Où ta Zerbinette plonge dans le sombre sillage d’un poisson chat, sur les traces oniriques et fantasques d’un pêcheur argentin.

Ah ! mon petit lecteur, quelle joie secrète et régressive fut mienne lorsque la sémillante Flore Baudry de La Cabine à Bulles, nouvelle librairie spécialisée dans la bande dessinée à St-Pierre, me remit l’ouvrage au salon du livre Athena. Le curseur BD bloqué sur Hergé et Goscinny depuis mes 16 ans, je me réjouissais, condescendante, de cette promesse d’escale vers la facilité, offerte comme je le pensais benoîtement, à quiconque délaissait les hauteurs romanesques pour le texte illustré.

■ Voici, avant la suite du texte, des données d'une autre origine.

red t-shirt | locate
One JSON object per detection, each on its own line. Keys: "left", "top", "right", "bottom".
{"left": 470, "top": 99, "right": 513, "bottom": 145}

Mais voilà qu’au commencement, l’album, contre toute attente se braque et m’impressionne. Je l’ouvre. Point de bulles. Je veux crier à la l’infâme trahison. Mais le texte me happe, fascinant comme un haïku : "Derrière toi vont rester tes drames, tu entres dans un monde sans femmes." Sur la page de droite, l’illustration de Jorge González est à mi-chemin entre le graphisme d’un Braque et la palette d’un Chagall. Mon oeil se fourvoie tant l’oeuvre est dense. Une violence sublime d’intensité pour ma rétine subjuguée de ne savoir que saisir en premier. Derrière chaque dessin, un autre se devine, énigmatique.

Le narrateur ne l’est pas moins. Dans un style sobre et déroutant, il nous conte sa fable. Au sortir d’un divorce, il joue au foot avec des paumés pour oublier. Un soir, un commando armé les embarque et les parque sur l’ancienne île pénitentiaire de Martin García, au large de Buenos Aires. Les voilà condamnés à devenir pêcheurs de Surubí, formidable poisson des fleuves d’Amazonie, pour nourrir une Argentine où la viande se fait rare. Sur les traces du poisson, l’humanité se délite et l’horreur s’invente en poésie. Je suis ferrée par le non-dit, captivée par l’abstraction des peintures qui subliment le malaise du récit.

La chute, pudique et obsédante est d’une délicate beauté. Et cette lecture d’un charme obscur et vénéneux.

El Gran Surubí de Pedro Mairal, illustrations de Jorge Gonzàlez, 128 p., éditions Orsai.